Par la voix de son ministre des Affaires étrangères, le Canada a pour sa part condamné « sans réserve » ces essais nucléaires présumés, Stéphane Dion dénonçant le « comportement irresponsable » de Pyongyang.

Des doutes sur le succès de l'opération

La possibilité du succès de l'essai d'une explosion de bombe H a toutefois été relativisée par plusieurs spécialistes.

Selon la Maison-Blanche, l'analyse de l'essai nucléaire effectué par Pyongyang ne confirme pas l'explosion réussie d'une bombe H.

« Les données sismologiques suggèrent que l'explosion a été considérablement moins forte que celle qu'on attendrait d'un essai de bombe H », explique pour sa part le spécialiste australien de politique nucléaire Crispin Rovere, ajoutant qu'il semblerait que les Nord-Coréens n'aient pas réussi la deuxième étape de l'essai, à savoir l'explosion de l'hydrogène.

« Cette arme avait probablement la taille de la bombe américaine d'Hiroshima, mais ce n'était pas une bombe à hydrogène. On a affaire à de la fission », estime pour sa part Bruce Bennett, analyste à la RAND Corporation.

Selon l'Organisation du Traité d'interdiction complète des essais nucléaires (CTBTO), le séisme détecté, qui témoignerait de l'essai nucléaire, a été moins violent que celui de 2013, provoqué lui aussi par un essai nucléaire, selon ses données préliminaires.

Le séisme de mercredi était de magnitude 4,8 ou 4,9 alors que la secousse d'il y a deux ans était de 5,1, a déclaré à la presse Lassina Zerbo, secrétaire exécutif de l'organisation, dont le siège se trouve à Vienne.

Pyongyang fait déjà face à plusieurs sanctions de l'ONU pour des essais nucléaires non autorisés réalisés en 2006, en 2009 et en 2013.

La plupart des spécialistes estimaient que la Corée du Nord demeurait encore loin de pouvoir concevoir un arsenal nucléaire, et encore moins une bombe H, mais restaient divisés quant à ses capacités de miniaturiser l'arme atomique.

La bombe H et le club nucléaire

La bombe à hydrogène, ou bombe H, recourt à la technique de la fusion nucléaire, ce qui produit une explosion beaucoup plus puissante que la déflagration, due à la fission générée par l'uranium ou le plutonium enrichi, utilisée par la bombe A, ou bombe atomique.

Quand elle éclate, des explosions chimique, nucléaire et thermonucléaire se succèdent en un laps de temps infinitésimal. La première explosion entraîne une très forte augmentation de la température, qui déclenche la fusion. Cette bombe, qui n'a jamais été employée tactiquement, est beaucoup plus puissante que la bombe A utilisée à Hiroshima en 1945.

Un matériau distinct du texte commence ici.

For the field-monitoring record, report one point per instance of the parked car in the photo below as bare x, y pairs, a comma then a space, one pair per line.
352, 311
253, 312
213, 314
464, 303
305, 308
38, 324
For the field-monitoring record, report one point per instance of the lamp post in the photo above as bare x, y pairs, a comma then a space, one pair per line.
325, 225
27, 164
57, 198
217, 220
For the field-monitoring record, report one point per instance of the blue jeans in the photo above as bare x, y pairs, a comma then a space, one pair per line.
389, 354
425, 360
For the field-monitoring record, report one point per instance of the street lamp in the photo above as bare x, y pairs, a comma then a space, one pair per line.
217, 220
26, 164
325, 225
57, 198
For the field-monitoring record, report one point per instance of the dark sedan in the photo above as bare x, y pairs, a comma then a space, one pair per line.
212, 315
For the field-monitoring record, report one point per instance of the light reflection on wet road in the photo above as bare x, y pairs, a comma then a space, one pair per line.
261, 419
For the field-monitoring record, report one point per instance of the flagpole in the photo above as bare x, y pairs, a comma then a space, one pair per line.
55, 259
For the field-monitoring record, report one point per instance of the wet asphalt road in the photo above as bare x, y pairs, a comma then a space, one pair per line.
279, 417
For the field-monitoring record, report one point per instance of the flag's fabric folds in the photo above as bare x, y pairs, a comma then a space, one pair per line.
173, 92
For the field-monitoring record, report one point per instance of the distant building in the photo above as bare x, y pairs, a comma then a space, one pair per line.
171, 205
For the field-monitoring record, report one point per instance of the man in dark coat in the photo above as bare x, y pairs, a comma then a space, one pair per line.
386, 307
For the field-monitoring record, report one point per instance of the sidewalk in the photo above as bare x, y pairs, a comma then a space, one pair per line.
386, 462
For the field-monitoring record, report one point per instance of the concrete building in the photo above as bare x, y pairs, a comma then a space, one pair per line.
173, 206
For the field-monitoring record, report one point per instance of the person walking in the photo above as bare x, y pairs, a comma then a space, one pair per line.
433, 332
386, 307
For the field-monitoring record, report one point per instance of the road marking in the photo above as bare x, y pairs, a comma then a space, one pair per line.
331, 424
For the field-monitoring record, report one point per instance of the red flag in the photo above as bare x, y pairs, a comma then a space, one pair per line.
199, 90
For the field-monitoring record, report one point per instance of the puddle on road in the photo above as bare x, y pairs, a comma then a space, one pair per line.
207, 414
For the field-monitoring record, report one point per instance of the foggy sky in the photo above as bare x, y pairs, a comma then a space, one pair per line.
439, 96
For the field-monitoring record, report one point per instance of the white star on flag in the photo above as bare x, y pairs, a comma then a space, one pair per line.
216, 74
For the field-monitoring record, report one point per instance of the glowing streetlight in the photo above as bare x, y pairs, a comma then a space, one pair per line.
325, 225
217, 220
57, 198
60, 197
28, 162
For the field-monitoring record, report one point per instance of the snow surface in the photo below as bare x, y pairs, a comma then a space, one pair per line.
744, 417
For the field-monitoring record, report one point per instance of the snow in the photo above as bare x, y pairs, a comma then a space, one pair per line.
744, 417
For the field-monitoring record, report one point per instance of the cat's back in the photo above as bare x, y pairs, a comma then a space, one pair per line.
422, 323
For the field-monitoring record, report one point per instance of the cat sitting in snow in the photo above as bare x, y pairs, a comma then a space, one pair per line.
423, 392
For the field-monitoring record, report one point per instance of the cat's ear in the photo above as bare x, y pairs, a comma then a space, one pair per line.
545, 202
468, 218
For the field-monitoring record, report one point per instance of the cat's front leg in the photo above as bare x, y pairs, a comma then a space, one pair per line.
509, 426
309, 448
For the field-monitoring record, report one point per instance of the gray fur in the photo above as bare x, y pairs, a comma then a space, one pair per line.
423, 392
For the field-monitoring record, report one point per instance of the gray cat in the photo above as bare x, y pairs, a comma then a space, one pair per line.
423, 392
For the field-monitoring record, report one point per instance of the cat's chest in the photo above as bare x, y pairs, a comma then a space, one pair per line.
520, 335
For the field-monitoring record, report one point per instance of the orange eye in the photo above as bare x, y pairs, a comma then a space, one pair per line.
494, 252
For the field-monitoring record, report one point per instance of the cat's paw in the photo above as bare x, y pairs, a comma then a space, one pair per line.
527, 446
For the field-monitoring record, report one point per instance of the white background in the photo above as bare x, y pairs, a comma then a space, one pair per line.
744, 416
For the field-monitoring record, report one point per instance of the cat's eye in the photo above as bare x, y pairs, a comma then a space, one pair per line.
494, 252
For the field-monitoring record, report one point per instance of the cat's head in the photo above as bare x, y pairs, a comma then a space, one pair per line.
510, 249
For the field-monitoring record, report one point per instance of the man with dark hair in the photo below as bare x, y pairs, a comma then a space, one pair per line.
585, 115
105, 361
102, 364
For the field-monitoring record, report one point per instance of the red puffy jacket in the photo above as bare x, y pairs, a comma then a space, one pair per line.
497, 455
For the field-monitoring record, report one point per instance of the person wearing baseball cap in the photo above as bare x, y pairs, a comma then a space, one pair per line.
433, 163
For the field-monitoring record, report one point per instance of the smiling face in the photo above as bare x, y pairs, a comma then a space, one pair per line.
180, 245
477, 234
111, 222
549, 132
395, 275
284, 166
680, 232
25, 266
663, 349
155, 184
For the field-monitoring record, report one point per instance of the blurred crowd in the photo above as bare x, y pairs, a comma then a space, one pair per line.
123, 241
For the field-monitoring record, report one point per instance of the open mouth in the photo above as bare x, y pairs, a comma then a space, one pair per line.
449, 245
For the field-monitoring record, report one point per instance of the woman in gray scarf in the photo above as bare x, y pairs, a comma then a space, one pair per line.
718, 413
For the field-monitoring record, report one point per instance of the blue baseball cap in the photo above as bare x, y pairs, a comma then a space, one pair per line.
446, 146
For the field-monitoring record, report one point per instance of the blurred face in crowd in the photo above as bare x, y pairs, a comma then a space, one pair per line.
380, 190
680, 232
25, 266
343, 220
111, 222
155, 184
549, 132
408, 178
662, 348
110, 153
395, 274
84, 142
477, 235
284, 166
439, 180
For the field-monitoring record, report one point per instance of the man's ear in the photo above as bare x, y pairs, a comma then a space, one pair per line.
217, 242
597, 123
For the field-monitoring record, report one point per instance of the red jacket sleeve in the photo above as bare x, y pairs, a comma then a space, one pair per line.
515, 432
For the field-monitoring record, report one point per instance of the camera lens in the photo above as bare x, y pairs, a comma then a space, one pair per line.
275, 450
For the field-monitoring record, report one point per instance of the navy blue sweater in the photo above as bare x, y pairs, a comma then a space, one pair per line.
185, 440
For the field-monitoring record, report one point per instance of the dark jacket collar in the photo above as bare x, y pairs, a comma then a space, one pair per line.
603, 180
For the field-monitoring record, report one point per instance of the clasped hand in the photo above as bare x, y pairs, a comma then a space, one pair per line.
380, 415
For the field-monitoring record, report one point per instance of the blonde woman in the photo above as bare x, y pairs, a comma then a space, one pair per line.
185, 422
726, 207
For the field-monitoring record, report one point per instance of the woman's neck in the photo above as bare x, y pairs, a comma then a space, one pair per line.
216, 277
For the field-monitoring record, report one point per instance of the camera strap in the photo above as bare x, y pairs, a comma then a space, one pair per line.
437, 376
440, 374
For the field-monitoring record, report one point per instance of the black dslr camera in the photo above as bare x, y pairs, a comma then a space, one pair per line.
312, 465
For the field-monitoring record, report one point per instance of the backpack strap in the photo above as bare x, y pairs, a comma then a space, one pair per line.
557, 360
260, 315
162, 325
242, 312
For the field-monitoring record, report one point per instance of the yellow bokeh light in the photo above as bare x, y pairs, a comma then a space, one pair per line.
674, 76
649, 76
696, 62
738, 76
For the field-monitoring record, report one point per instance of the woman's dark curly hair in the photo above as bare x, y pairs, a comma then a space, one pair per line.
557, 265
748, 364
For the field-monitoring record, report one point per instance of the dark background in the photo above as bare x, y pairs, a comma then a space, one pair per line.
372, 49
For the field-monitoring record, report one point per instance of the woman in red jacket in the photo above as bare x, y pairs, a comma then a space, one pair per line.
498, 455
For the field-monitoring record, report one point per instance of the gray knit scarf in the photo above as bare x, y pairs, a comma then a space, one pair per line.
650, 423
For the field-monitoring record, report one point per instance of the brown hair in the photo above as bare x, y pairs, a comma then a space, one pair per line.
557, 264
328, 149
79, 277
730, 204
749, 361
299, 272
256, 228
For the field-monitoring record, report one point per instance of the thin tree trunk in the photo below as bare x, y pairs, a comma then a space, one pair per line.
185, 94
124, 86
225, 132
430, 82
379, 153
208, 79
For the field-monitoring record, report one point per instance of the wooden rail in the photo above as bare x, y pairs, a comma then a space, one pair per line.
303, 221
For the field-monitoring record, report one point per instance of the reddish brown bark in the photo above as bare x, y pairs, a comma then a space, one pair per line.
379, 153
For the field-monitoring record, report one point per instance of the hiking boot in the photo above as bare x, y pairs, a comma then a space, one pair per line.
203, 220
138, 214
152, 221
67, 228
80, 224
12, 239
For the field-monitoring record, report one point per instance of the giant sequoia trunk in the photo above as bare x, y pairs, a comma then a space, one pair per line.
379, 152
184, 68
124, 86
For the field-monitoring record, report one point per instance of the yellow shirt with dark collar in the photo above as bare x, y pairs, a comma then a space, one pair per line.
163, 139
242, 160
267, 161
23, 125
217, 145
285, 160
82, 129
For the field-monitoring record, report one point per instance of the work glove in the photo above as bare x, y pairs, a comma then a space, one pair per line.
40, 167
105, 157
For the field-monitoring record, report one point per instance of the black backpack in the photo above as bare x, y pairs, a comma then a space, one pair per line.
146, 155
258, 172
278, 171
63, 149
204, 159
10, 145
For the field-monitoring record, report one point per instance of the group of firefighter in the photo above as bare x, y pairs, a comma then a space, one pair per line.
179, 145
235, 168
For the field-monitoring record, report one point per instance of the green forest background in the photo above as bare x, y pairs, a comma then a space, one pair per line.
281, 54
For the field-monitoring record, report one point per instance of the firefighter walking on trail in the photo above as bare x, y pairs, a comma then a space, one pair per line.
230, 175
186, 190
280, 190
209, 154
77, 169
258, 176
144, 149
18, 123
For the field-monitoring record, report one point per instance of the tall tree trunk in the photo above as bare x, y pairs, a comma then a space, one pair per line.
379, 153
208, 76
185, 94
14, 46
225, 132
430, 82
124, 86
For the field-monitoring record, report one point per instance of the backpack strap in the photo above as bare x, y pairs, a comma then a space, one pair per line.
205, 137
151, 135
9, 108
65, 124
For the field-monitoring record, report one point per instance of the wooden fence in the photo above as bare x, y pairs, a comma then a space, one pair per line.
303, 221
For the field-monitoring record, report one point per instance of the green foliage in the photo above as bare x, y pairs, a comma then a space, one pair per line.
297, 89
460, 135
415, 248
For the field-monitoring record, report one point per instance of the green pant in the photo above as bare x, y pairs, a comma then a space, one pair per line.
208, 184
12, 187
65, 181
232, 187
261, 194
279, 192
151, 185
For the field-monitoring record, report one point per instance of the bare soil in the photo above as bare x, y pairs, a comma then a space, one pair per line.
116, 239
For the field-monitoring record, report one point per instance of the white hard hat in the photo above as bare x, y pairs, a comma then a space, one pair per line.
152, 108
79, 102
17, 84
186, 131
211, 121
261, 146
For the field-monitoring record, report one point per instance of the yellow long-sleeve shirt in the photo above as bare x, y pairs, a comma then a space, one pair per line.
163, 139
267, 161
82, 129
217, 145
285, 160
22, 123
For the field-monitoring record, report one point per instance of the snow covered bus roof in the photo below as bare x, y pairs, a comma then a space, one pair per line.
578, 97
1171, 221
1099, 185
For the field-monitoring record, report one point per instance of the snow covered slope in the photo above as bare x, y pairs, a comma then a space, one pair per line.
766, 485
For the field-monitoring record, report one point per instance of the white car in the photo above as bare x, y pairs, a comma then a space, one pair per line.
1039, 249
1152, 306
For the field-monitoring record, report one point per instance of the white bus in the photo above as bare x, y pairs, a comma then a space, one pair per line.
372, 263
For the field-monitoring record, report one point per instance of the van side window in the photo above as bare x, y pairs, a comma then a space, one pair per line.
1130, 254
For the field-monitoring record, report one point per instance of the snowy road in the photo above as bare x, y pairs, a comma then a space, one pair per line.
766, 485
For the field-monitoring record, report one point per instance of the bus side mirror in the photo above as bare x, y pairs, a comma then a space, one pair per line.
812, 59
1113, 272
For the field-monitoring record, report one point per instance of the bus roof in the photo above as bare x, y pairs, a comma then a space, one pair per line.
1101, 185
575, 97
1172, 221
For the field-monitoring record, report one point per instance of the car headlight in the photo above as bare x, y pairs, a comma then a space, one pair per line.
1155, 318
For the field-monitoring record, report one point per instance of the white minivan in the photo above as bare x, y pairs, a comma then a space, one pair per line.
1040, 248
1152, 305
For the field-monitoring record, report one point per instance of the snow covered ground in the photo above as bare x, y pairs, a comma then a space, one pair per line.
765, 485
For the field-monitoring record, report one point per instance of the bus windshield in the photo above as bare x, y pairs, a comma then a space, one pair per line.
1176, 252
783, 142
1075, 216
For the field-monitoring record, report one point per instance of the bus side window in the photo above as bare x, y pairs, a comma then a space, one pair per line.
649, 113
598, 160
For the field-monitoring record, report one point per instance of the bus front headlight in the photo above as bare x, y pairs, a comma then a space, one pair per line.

Le 1er novembre 1952, les États-Unis faisaient exploser secrètement ce nouveau type d'engin dans les îles Marshall, en plein océan Pacifique.

Un an plus tard, l'Union soviétique annonçait à son tour un tir thermonucléaire.

La puissance de la plus grosse bombe H à avoir explosé, celle de l'essai soviétique « Tsar Bomba », le 30 octobre 1961 au-dessus de l'Arctique, était de 57 mégatonnes, une puissance théoriquement près de 4000 fois supérieure à celle de la bombe larguée sur Hiroshima.

Au moins neuf pays détiennent aujourd'hui l'arme atomique. Les cinq membres permanents du Conseil de sécurité de l'ONU sont considérés comme des puissances nucléaires officielles: États-Unis, Russie, Chine, Grande-Bretagne et France.

Ils ont été rejoints par l'Inde en1974 et par le Pakistan en1998, de même que par Israël, qui n'a jamais reconnu posséder l'arme nucléaire.

Avant la dernière annonce du premier essai de bombe à hydrogène, la Corée du Nord avait déjà testé la bombe A en 2006, en 2009 et en 2013.

Enfin, l'Iran a signé avec les grandes puissances (États-Unis, France, Royaume-Uni, Russie, Chine et Allemagne) en juillet dernier un accord prévoyant une limitation de son programme nucléaire contre une levée partielle des sanctions internationales.